Already facing a legal challenge for alleged copyright infringement, Google Inc.’s crusade to build a massive digital library is encountering stiff competition from an alternative project that promises better online access to the world’s books, art, and historical documents.
The conflict revolves around Google’s insistence on chaining the books it scans to its internet-leading search engine.
An alternative book-scanning effort called the Open Content Alliance (OCA) favors a less restrictive approach to prevent mankind’s accumulated knowledge from being controlled by a single commercial entity, even if it is a company such as Google, which has embraced “Don’t Be Evil” as its creed.
In September, the Boston Library Consortium–a group of 19 research and academic libraries in New England that includes the Boston Public Library, University of Massachusetts, University of Connecticut, Massachusetts Institute of Technology, and Brown University–said it would reject Google’s effort and instead work with the OCA to digitize books among its members’ 34 million volumes whose copyrights have expired.
“You are talking about the fruits of our civilization and culture. You want to keep it open and certainly don’t want any company to enclose it,” said Doron Weber, program director of public understanding of science and technology for the Alfred P. Sloan Foundation.
The New York-based Sloan Foundation last year gave a $1 million grant to the Internet Archive, an OCA leader, to help pay for digital copies of collections owned by the Boston Public Library, the Getty Research Institute, and the Metropolitan Museum of Art.
The works to be scanned with that grant include the personal library of John Adams, America’s second president, and thousands of images from the Metropolitan Museum.

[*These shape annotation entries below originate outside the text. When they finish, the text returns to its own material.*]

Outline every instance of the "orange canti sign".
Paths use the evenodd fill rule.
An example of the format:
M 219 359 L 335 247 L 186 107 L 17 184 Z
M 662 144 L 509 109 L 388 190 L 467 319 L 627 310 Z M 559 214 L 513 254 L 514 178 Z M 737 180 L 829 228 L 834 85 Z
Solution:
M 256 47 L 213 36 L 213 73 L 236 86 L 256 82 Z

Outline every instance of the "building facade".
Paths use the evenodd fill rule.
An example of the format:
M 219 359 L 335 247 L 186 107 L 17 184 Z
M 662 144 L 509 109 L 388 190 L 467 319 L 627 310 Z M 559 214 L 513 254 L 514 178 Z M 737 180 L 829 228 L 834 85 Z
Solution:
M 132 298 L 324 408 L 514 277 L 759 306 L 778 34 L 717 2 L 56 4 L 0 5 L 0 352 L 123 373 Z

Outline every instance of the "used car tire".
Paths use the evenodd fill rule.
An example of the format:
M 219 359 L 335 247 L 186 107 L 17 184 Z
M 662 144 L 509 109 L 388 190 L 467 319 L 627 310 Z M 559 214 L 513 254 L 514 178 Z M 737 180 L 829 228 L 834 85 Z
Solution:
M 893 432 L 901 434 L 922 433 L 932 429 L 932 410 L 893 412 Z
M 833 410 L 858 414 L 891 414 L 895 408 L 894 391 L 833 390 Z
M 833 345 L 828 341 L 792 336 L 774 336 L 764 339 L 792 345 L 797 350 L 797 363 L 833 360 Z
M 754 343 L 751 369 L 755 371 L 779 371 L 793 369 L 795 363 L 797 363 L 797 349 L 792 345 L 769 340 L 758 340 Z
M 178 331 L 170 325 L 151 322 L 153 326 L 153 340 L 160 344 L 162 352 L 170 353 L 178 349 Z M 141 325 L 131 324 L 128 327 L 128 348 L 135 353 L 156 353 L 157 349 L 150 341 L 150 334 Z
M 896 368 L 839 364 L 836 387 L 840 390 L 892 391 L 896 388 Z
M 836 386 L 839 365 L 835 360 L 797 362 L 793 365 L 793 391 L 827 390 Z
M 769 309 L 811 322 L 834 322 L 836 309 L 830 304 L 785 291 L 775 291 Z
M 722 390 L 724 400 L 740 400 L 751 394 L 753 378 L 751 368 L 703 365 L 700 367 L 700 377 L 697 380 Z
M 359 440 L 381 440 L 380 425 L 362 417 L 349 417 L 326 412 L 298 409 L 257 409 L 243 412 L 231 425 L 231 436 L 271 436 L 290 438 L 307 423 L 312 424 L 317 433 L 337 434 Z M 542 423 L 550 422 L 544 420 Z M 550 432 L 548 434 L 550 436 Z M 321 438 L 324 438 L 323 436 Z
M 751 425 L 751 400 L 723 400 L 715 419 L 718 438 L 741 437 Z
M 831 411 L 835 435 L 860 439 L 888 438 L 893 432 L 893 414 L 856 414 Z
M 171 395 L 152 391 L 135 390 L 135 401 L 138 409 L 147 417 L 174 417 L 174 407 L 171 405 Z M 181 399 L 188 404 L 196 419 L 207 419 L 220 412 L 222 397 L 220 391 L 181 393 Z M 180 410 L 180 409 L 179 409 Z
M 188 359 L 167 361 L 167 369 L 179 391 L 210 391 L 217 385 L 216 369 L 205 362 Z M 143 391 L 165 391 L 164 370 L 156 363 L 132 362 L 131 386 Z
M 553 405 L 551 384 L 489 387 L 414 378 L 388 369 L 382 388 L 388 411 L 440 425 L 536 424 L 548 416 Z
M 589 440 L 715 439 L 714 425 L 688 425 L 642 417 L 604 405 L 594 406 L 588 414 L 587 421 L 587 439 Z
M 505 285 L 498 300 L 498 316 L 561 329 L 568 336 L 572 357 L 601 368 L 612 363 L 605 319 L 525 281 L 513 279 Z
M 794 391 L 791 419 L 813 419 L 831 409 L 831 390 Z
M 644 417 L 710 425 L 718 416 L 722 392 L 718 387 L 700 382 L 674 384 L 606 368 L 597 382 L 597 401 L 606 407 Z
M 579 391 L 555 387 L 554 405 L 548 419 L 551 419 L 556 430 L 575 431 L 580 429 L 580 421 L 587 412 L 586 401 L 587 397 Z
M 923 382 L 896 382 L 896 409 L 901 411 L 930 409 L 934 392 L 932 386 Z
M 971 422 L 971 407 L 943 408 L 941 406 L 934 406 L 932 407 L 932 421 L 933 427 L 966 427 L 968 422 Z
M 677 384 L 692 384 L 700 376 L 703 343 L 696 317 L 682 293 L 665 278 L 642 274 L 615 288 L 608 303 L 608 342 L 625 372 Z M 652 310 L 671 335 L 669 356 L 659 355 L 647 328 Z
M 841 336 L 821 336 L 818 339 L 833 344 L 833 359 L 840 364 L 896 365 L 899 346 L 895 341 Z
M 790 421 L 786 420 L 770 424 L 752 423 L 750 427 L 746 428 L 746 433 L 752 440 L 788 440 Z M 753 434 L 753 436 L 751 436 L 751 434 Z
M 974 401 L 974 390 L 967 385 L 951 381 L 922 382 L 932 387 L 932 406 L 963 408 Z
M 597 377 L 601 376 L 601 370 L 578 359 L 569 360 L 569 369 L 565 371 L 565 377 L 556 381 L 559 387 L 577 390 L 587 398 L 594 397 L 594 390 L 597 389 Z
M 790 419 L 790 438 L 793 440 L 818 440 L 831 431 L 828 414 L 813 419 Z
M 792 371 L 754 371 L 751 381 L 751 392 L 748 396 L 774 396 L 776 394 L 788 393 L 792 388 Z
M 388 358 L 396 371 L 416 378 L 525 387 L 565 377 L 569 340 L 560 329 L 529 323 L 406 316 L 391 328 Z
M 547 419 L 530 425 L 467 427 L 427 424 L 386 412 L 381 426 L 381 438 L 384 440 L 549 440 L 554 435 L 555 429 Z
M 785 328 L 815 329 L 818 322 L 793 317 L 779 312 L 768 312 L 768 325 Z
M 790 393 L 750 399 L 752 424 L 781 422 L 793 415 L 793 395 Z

The Boston Library Consortium deal represents a major coup for Internet Archive founder Brewster Kahle, a strident critic of the controls that Google has imposed on its book-scanning initiative.
“They don’t want the books to appear in anyone else’s search engine but their own, which is a little peculiar for a company that says its mission is to make information universally accessible,” Kahle said in an interview with the Associated Press last year.

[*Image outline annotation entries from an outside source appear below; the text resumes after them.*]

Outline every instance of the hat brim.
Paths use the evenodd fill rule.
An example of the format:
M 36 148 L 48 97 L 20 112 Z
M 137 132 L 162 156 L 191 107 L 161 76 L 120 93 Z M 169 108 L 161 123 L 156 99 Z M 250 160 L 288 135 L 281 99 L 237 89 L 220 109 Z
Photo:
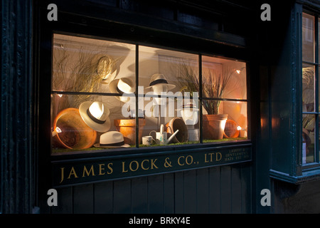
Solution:
M 105 133 L 110 129 L 111 120 L 109 117 L 107 117 L 106 120 L 104 123 L 100 124 L 93 121 L 87 114 L 87 110 L 92 103 L 92 101 L 85 101 L 82 103 L 79 106 L 79 113 L 82 118 L 83 121 L 92 129 L 100 133 Z M 105 107 L 107 109 L 108 113 L 110 113 L 109 108 Z
M 108 146 L 108 145 L 104 145 L 104 146 L 100 146 L 100 143 L 95 143 L 93 145 L 93 146 L 95 147 L 100 147 L 100 148 L 121 148 L 121 147 L 129 147 L 130 145 L 129 144 L 124 144 L 122 145 L 117 145 L 117 146 Z
M 120 80 L 120 78 L 117 78 L 117 79 L 114 79 L 112 80 L 110 83 L 109 83 L 109 90 L 110 90 L 110 93 L 119 93 L 119 92 L 117 90 L 117 87 L 118 86 L 118 82 L 119 80 Z M 124 94 L 128 94 L 128 93 L 134 93 L 134 88 L 131 88 L 131 91 L 129 91 L 129 93 L 125 93 Z M 119 96 L 115 96 L 115 98 L 117 99 L 118 99 L 120 101 L 123 101 L 124 99 L 121 100 L 120 97 L 122 97 L 122 95 L 119 95 Z M 127 97 L 127 96 L 124 96 L 124 97 Z M 129 99 L 130 99 L 130 97 L 127 97 L 127 100 L 129 100 Z
M 156 85 L 166 85 L 166 86 L 168 86 L 168 90 L 172 90 L 172 89 L 176 88 L 176 85 L 167 84 L 167 83 L 159 83 L 159 84 L 156 84 L 156 85 L 154 85 L 154 86 L 146 87 L 145 89 L 150 89 L 150 88 L 153 88 L 154 86 L 156 86 Z

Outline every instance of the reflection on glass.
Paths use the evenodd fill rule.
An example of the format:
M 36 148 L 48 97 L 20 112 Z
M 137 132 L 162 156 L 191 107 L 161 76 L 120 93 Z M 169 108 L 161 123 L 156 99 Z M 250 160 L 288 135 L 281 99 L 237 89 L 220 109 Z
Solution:
M 53 152 L 200 143 L 201 110 L 203 142 L 247 138 L 245 63 L 202 56 L 201 99 L 199 55 L 141 46 L 138 56 L 135 45 L 54 34 Z
M 314 62 L 314 16 L 302 14 L 302 60 Z
M 314 66 L 302 66 L 302 112 L 314 111 Z
M 302 115 L 302 163 L 314 162 L 314 115 Z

Google’s restrictions stem in part from its decision to scan copyrighted material without explicit permission. Google wants to ensure that only small excerpts from the copyrighted material appear online–snippets the company believes fall under “fair use” protections of U.S. law.
A group of authors and publishers nevertheless have sued Google for copyright infringement in a two-year-old case that is slowly wending its way through federal court.
In contrast, the OCA will not scan copyrighted content unless it receives the permission of the copyright owner. Most of the books the alliance has scanned so far are works whose copyrights have expired.
Google has not said how many digital copies it has made since announcing its ambitious project three years ago.
The company will only acknowledge that it is scanning more than 3,000 books per day, a rate that translates into more than 1 million annually. Google also is footing a bill expected to exceed $100 million to make the digital copies–a commitment that appeals to many libraries.
It costs the OCA as much as $30 to scan each book, a cost that is borne by the group’s members. Some libraries also have received grants from groups such as the Sloan Foundation to help with the cost.
The non-copyrighted material in Google’s search engine can be downloaded and printed out, a feature that the company believes mirrors the OCA’s goals.
Although the OCA depends on the Internet Archive to host its digital copies, other search engines are being encouraged to index the material, too.
Both Yahoo Inc. and Microsoft Corp., which run the two largest search engines behind Google, belong to the alliance. The group has more than 60 members, consisting mostly of libraries and universities.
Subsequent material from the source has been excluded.